Dieppe, 5 septembre au soir, 1831.

Chère amie, je reçois tout à l’heure seulement votre lettre du 24 août et j’y réponds à l’instant, sans savoir où adresser ma réponse, car il me semble que les calculs de temps que vous avez faits ne sont pas des plus justes. Votre lettre commence par des reproches ; c’est chose de fondation avec vous ; je n’y réponds pas : je ne veux pas gâter davantage le plaisir que m’a fait votre lettre, dont j’avais grand besoin. Je commençais à être inquiet de vous et de votre maman ; et ne sachant pas vos marches, je ne savais où vous écrire. Jetais sur le point d’envoyer un mot pour vous à Mohl, plus à portée de savoir de vos nouvelles et de vos projets.
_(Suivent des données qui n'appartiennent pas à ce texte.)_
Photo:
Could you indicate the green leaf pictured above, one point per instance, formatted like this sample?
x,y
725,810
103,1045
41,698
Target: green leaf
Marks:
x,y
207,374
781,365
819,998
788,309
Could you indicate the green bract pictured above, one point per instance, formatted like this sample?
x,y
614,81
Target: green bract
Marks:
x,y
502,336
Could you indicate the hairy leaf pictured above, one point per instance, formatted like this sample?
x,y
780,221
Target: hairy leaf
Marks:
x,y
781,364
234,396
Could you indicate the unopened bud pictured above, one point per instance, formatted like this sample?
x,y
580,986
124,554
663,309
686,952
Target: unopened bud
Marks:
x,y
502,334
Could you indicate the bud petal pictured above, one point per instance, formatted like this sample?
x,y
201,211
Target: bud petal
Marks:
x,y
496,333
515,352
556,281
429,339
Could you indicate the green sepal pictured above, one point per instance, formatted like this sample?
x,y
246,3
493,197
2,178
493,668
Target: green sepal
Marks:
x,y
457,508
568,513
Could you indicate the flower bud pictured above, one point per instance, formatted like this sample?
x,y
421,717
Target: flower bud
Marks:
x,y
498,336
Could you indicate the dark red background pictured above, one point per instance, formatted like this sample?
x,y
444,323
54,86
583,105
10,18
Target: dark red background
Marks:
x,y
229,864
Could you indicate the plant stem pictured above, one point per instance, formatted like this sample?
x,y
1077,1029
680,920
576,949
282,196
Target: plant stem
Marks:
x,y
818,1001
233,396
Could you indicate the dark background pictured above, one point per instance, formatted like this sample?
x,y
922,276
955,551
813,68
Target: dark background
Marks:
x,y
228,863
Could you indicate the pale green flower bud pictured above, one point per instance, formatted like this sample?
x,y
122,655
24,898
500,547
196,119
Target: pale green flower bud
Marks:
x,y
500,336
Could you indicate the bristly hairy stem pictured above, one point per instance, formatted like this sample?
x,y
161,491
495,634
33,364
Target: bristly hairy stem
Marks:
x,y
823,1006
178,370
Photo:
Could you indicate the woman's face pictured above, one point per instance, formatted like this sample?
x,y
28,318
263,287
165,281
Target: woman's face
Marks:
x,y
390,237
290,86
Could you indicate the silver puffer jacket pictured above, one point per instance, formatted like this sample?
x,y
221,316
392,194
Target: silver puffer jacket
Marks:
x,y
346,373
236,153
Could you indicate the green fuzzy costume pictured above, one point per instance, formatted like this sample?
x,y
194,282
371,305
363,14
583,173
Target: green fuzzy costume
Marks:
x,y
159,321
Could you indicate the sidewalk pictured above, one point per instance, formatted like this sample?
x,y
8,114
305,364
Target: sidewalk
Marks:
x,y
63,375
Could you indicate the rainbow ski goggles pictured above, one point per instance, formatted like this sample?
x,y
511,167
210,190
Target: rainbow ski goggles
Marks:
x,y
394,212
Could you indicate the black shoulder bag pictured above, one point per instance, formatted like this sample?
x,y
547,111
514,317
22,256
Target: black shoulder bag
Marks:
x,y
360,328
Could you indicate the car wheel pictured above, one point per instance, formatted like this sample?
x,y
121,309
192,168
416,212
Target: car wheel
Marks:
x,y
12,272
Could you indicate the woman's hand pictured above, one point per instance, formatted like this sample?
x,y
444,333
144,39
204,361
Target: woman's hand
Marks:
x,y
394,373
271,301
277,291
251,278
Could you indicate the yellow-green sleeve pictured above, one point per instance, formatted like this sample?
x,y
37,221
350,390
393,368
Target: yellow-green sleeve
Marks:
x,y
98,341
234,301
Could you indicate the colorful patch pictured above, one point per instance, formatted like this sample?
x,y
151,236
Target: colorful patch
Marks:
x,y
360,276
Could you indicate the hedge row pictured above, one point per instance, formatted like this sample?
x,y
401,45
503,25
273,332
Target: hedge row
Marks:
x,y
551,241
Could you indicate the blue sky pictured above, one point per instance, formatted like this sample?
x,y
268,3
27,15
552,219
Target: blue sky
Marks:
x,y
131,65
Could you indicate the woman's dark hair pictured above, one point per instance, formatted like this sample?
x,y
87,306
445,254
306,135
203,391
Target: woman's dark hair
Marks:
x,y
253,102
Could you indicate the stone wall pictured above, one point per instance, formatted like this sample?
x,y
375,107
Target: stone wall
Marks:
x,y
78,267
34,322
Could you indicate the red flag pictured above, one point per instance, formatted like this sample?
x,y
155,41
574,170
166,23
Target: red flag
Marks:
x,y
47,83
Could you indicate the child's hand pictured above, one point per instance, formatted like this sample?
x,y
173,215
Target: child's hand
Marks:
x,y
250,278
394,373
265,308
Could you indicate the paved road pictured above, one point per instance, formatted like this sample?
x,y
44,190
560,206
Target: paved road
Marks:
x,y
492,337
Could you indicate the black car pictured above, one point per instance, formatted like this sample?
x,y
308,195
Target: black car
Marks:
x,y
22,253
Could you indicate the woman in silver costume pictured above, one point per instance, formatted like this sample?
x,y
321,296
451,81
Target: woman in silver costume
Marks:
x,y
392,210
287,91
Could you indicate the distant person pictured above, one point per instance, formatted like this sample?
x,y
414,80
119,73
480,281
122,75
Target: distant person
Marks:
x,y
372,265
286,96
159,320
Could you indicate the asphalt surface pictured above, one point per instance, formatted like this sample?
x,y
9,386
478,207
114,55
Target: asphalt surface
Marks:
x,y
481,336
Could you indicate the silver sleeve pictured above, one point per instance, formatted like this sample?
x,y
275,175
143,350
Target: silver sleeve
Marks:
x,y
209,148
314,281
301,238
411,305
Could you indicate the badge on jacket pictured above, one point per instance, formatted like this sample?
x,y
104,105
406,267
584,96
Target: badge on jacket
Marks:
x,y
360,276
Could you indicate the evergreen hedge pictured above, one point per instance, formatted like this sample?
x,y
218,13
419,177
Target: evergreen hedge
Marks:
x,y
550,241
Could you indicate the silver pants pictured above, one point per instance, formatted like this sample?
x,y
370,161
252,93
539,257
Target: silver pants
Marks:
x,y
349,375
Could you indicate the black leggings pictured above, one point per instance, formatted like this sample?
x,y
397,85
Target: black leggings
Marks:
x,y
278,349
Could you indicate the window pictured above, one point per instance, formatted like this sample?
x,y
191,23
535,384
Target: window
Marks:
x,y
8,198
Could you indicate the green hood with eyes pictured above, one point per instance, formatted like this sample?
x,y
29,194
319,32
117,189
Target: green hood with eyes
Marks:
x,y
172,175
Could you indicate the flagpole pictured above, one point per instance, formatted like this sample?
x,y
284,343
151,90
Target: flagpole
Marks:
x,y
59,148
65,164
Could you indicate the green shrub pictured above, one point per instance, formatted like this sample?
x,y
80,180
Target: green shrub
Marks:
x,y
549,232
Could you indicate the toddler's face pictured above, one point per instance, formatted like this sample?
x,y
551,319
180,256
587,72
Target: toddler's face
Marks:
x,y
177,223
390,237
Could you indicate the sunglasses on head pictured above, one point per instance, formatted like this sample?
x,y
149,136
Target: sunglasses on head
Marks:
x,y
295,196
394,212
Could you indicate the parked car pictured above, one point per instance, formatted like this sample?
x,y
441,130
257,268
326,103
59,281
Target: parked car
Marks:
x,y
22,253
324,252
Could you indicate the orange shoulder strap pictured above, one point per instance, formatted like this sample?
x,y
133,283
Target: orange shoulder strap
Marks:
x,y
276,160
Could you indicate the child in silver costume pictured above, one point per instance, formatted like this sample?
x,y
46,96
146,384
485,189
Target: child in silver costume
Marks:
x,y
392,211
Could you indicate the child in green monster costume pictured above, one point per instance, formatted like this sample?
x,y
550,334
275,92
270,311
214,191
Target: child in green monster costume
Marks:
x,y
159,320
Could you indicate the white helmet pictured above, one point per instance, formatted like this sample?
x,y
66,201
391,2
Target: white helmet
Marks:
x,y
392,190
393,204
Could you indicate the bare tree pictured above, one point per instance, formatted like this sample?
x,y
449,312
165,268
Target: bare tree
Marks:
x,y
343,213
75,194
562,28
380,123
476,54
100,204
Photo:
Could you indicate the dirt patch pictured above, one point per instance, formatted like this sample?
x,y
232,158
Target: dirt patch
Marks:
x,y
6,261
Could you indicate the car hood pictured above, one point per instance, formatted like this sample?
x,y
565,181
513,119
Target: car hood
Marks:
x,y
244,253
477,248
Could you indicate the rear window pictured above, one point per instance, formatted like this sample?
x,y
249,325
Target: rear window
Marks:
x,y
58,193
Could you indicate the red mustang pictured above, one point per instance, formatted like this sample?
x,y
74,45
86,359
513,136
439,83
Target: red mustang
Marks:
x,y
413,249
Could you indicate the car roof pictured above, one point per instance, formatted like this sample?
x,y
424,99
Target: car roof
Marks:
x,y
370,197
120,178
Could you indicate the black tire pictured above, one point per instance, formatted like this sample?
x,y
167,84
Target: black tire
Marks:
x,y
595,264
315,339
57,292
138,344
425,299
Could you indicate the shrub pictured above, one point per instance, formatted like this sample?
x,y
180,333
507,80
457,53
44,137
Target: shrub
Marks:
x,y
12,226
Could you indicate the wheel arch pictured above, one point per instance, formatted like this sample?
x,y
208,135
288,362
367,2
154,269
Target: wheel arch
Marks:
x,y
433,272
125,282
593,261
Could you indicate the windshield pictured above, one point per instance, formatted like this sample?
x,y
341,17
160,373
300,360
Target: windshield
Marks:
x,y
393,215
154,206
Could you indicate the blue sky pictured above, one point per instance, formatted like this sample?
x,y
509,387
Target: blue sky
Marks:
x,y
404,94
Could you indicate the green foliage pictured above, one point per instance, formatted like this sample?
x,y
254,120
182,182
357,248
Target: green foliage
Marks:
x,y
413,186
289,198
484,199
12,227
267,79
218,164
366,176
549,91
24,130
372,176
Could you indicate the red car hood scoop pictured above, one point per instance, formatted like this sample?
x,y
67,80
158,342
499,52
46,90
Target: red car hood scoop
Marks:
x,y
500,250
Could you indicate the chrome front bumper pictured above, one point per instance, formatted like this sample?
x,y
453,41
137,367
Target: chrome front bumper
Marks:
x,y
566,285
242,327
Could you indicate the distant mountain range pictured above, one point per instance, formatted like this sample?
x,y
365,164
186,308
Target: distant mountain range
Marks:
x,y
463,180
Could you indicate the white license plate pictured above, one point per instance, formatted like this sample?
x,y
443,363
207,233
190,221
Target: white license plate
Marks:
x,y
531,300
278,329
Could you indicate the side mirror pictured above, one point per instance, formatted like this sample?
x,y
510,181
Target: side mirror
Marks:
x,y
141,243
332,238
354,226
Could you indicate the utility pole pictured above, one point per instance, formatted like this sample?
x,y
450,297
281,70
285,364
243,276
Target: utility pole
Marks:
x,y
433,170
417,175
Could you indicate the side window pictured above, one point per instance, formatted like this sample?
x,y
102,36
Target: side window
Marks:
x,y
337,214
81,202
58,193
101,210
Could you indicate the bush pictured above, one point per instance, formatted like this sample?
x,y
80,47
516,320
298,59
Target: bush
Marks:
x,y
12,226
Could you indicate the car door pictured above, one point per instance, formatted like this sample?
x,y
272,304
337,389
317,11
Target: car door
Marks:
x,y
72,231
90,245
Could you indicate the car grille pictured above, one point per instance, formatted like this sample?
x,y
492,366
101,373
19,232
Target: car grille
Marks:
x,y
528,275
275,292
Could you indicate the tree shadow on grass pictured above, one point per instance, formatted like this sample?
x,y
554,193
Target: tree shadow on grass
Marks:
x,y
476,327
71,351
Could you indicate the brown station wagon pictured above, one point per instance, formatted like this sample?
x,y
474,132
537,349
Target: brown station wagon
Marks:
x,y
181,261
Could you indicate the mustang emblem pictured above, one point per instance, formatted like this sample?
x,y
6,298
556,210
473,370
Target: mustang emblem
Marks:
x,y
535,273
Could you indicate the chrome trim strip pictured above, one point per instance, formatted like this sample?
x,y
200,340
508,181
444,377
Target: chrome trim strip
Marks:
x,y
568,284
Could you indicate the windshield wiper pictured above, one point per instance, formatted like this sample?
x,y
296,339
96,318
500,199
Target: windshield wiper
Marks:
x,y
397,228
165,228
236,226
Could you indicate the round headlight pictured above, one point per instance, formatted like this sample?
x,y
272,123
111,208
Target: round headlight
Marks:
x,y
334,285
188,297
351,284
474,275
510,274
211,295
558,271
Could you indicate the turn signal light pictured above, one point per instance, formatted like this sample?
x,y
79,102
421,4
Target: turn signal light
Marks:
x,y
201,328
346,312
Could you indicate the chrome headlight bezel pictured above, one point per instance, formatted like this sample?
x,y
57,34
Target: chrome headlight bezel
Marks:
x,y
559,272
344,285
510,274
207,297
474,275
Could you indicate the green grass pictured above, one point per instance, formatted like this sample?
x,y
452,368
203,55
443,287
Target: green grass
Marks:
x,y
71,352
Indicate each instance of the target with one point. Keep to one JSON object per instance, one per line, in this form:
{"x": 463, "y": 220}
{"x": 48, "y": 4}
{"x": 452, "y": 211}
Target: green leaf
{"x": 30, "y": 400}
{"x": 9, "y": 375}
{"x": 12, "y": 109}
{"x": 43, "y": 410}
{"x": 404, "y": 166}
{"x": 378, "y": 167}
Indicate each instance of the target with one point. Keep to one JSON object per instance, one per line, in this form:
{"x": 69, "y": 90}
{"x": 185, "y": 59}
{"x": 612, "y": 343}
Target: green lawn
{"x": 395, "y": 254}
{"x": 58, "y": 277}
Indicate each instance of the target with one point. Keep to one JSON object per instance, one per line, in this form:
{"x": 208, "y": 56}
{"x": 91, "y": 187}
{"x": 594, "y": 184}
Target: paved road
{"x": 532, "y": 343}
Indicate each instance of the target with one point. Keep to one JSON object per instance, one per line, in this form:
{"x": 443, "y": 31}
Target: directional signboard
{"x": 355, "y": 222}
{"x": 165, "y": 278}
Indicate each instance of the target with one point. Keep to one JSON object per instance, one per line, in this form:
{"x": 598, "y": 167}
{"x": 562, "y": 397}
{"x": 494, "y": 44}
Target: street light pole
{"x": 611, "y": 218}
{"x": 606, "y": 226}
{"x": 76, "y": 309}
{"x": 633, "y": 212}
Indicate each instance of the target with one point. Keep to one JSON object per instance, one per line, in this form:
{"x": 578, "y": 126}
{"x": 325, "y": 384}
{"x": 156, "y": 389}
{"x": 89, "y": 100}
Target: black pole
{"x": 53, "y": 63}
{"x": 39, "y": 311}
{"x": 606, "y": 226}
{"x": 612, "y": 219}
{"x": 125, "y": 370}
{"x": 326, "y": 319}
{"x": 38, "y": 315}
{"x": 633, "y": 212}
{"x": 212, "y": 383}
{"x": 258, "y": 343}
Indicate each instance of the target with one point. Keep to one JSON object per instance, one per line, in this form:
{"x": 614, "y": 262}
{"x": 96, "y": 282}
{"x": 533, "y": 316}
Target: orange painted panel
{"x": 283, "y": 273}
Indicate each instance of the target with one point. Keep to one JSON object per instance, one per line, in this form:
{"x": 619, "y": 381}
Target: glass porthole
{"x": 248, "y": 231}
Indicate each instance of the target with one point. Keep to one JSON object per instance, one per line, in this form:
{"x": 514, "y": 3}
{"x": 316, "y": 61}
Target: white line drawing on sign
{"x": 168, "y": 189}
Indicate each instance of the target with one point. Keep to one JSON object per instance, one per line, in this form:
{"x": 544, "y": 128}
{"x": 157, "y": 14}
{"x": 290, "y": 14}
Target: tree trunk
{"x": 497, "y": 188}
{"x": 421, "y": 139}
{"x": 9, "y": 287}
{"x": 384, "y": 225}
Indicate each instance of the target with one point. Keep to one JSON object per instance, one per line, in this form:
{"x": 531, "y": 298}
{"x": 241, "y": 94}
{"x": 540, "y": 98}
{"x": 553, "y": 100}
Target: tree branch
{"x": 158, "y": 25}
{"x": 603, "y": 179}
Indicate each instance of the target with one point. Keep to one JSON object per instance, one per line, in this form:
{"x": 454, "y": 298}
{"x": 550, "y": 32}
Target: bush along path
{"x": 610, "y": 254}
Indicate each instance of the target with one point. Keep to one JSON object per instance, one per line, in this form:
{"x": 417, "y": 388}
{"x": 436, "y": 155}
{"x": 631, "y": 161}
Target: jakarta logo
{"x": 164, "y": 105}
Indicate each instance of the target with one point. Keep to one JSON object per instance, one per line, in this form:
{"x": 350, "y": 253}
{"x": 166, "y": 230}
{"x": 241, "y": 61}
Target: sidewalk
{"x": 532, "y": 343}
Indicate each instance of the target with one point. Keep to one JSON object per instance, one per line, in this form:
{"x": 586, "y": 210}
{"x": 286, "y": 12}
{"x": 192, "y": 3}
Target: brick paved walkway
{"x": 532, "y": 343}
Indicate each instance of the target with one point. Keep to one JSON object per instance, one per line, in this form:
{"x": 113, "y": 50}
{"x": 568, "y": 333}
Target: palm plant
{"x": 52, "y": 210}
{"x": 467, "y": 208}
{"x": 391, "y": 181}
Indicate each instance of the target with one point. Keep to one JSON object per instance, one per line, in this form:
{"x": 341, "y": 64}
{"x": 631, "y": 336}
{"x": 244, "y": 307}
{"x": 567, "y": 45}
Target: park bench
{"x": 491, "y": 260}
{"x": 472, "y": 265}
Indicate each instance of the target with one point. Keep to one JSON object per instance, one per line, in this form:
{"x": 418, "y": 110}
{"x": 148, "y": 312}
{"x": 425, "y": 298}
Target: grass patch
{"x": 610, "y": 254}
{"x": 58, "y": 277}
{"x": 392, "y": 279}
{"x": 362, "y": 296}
Je suis désolé de ce que vous me dites de vos terribles maux d’estomac : cela me gâte le plaisir de vous savoir dans de beaux pays pleins de choses faites pour vous intéresser. C’est encore bien heureux que vous ayez du plaisir à aller à cheval : il y a une multitude de petites courses que vous pourrez faire de la sorte ; mais ces maudites grandes routes ? J’ai trop besoin d’espérer que vous serez un peu soulagée d’ici là, pour ne pas l’espérer. Du reste, je partage bien votre contentement de voir que votre maman retire de son voyage le fruit qu’elle en attendait, et que les sacrifices que vous aurez faits pour cela ne seront pas perdus.